By Robert Hackett
June 16, 2015

According to a group of community organizations, Walmart (WMT) has been using its charitable arm, effectively, as a lobbying operation.

The groups filed a complaint with the Internal Revenue Service on Monday alleging that the Walmart Foundation breached its tax exempt status by using millions of dollars in charitable donations to help it expand into big cities such as New York, Washington, D.C., Chicago, Boston, and Los Angeles, among others.

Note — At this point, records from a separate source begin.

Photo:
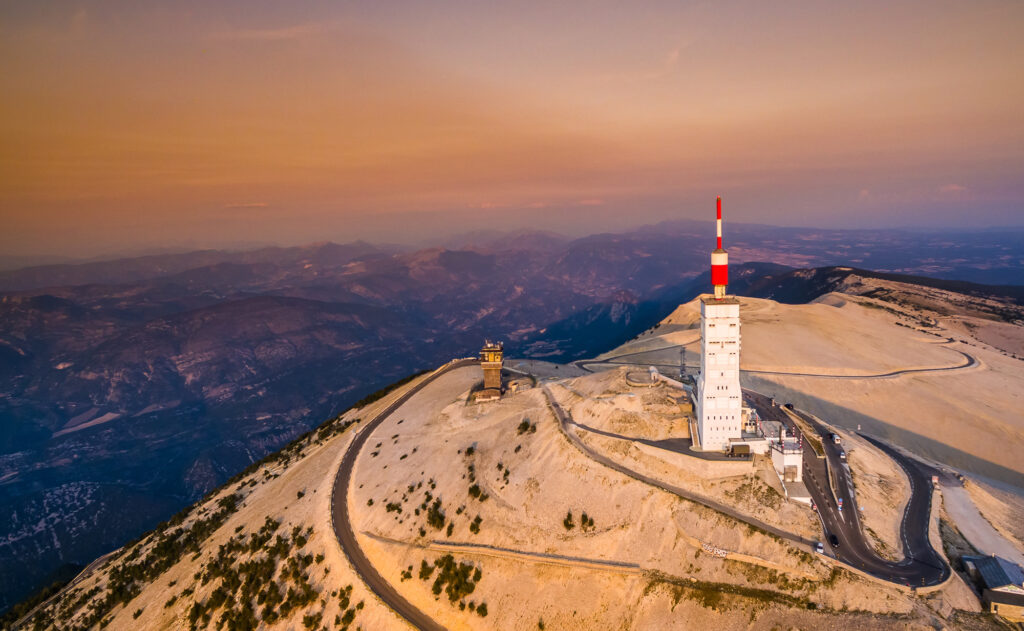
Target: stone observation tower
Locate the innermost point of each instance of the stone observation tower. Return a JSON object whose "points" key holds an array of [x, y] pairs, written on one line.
{"points": [[718, 397], [491, 360]]}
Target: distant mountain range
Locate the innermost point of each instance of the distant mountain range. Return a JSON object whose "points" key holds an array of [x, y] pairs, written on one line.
{"points": [[129, 388]]}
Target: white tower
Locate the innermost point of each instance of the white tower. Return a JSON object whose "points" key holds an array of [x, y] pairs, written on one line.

The grievance, sent to IRS Commissioner John Koskinen, contends that the retailer would pump more funds into markets where it sought to gain entry, the New York Times said. That includes boosting its donations in Los Angeles to $1.4 million at a time when the company planned to open a store there. Once the store opened two years later, those donations plummeted back down to the $200,000 range where they stayed in the years preceding the company’s plan to open a store.

The same pattern can be seen in other cities, the complaint alleges. The foundation “appears to target its donations and influence its grantees primarily to assist Walmart to achieve those expansion goals, ultimately providing Walmart more than an incidental benefit. Walmart Foundation’s activities are impermissible under the Code,” the Washington Post reported, citing the document.

The retailer, however, argues otherwise.

“We provide support for these and other important causes in communities across the U.S. and around the world, not just to particular areas or cities, and it’s unfortunate to see criticism of the Foundation’s charitable giving,” said Tricia Moriarty, global responsibility communications director, in a statement, according to the paper. “The Walmart Foundation takes the Internal Revenue Code and regulations very seriously and the allegations made have no merit.”

In total, the Walmart Foundation doled out $1.4 billion last year.